United States District Court, D. Nevada

September 19, 2017

TACUMA J. M'WANZA, Plaintiff,
v.
DIRECTOR FOSTER, et al., Defendants.

          ORDER RE: ECF NO. 103

          WILLIAM G. COBB UNITED STATES MAGISTRATE JUDGE

         Before the court is Defendants' Motion to Strike the Affidavit of Kenny Richard. (ECF Nos. 103, 103-1 to 103-7.) Plaintiff has not filed a response.[1]

         Defendants filed their motion for summary judgment on March 16, 2017. (ECF Nos. 86, 86-1 to 86-13.) Plaintiff filed his response on April 17, 2017. (ECF No. 92.)

         Defendants then sought an extension of time to file their reply brief. (ECF No. 95.) The court granted this motion, ordering the reply brief to be filed by May 4, 2017. (ECF No. 96.) Defendants never filed a reply brief.

         On May 22, 2017, Plaintiff filed a request for leave to submit the affidavit of Kenny Richard[2] as an exhibit to his response to the pending dispositive motion. (ECF Nos. 100, 100-1.) The court granted the request. (ECF No. 101.)

         The affidavit provides a description of events in October of 2013, which corroborate Plaintiff's version of events supporting his Fourth Amendment claim in Count III of his Second Amended Complaint. (ECF No. 100-1.)

         In addition to not filing a reply brief in support of their dispositive motion, Defendants did not seek reconsideration of the court's order granting Plaintiff leave to file the affidavit of Mr. Richard. Instead, they waited three months and filed a motion to strike the affidavit on August 29, 2017. (ECF Nos. 103, 103-1 to 103-7.)

         Defense counsel asserts that after the motion for leave and the affidavit were reviewed, counsel questioned the authenticity of the affidavit and its veracity because the handwriting resembles Plaintiff's, and the signature on the affidavit does not match the signature provided by Mr. Richard in other documentation submitted within the prison. Defense counsel attempted to schedule a telephone conference with the inmate, but Mr. Richard refused to participate. Defendants state they are not handwriting analysts and cannot confirm whether Plaintiff or Mr. Richard signed the affidavit, and did not have a procedural vehicle to question Mr. Richard about its authenticity because Plaintiff did not identify him as a witness. Therefore, Defendants ask the court to strike the affidavit on the grounds that it appears to be forged and because it was submitted after briefing was closed. Alternatively, Defendants request the court to conduct an evidentiary hearing requiring Plaintiff to establish the affidavit's authenticity.

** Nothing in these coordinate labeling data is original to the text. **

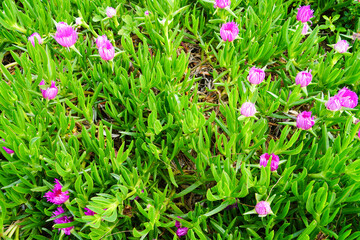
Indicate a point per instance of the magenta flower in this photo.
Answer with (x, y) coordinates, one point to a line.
(248, 109)
(101, 40)
(256, 75)
(177, 223)
(334, 103)
(107, 51)
(49, 93)
(63, 219)
(78, 21)
(341, 46)
(303, 78)
(263, 208)
(110, 12)
(274, 161)
(7, 150)
(304, 120)
(89, 212)
(229, 31)
(57, 196)
(37, 36)
(181, 231)
(65, 35)
(348, 98)
(305, 29)
(222, 3)
(304, 14)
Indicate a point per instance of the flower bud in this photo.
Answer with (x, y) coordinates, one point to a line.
(334, 103)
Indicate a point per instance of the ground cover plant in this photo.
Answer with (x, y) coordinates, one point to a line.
(168, 119)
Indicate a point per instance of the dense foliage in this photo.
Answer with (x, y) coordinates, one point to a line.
(160, 119)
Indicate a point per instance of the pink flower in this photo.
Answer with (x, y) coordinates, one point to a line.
(107, 51)
(274, 161)
(65, 35)
(89, 212)
(101, 40)
(222, 3)
(37, 36)
(110, 12)
(181, 231)
(304, 120)
(348, 98)
(63, 219)
(304, 14)
(51, 92)
(7, 150)
(334, 103)
(57, 196)
(341, 46)
(248, 109)
(305, 29)
(229, 31)
(263, 208)
(256, 75)
(303, 78)
(78, 21)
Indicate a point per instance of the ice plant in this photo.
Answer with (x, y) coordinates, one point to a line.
(63, 219)
(101, 40)
(7, 150)
(303, 78)
(107, 51)
(304, 120)
(334, 103)
(304, 14)
(274, 161)
(181, 231)
(229, 31)
(305, 29)
(222, 3)
(348, 98)
(248, 109)
(89, 212)
(37, 36)
(341, 46)
(57, 196)
(110, 12)
(65, 35)
(49, 93)
(256, 75)
(263, 208)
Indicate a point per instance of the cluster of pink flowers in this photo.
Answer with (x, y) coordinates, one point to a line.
(57, 196)
(181, 231)
(344, 98)
(106, 49)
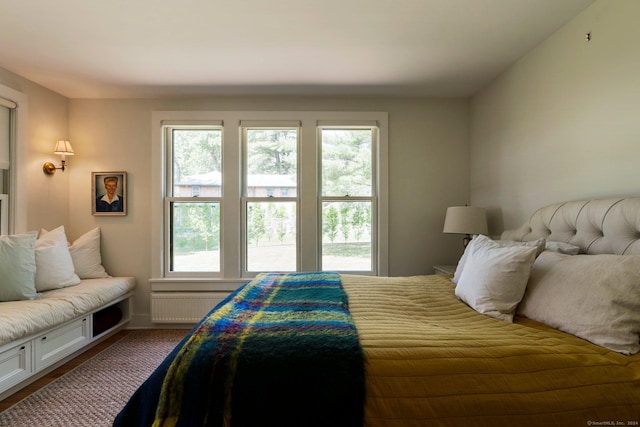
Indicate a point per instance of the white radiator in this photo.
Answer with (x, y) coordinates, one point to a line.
(183, 307)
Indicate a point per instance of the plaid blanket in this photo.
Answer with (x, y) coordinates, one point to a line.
(280, 351)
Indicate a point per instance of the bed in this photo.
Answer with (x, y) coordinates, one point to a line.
(555, 343)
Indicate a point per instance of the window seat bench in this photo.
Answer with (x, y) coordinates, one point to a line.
(37, 336)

         While Federal Rule of Civil Procedure 12(f) provides authority for the court to strike "redundant, immaterial, impertinent, or scandalous matter" from a pleading, it does not authorize the court to strike material contained in other documents filed with the court. See Fed. R. Civ. P. 12(f). Courts, however, have inherent powers to control their dockets, see Ready Transp., Inc. v. AAR Mfg., Inc., 627 F.3d 402, 404 (9th Cir. 2010) (citations omitted), and to "achieve the orderly and expeditious disposition of cases." Chambers v. Nasco, Inc., 501 U.S. 32, 43 (1991). "This includes the power to strike items from the docket as a sanction for litigation conduct." Ready, 627 F.3d at 404 (citations omitted); see also Wallace v. U.S.A.A. Life General Agency, Inc., 862 F.Supp.2d 1062, 1068 (D. Nev. 2012) (citing Ready, 627 F.3d at 404). "Such power is indispensable to the court's ability to enforce its orders, manage its docket, and regulate insubordinate...conduct." Id. (citing Mazzeo v. Gibbons, No. 2:08-cv-01387-RLH-PAL, 2010 WL 3910072, at * 2 (D. Nev. Sept. 30, 2010)).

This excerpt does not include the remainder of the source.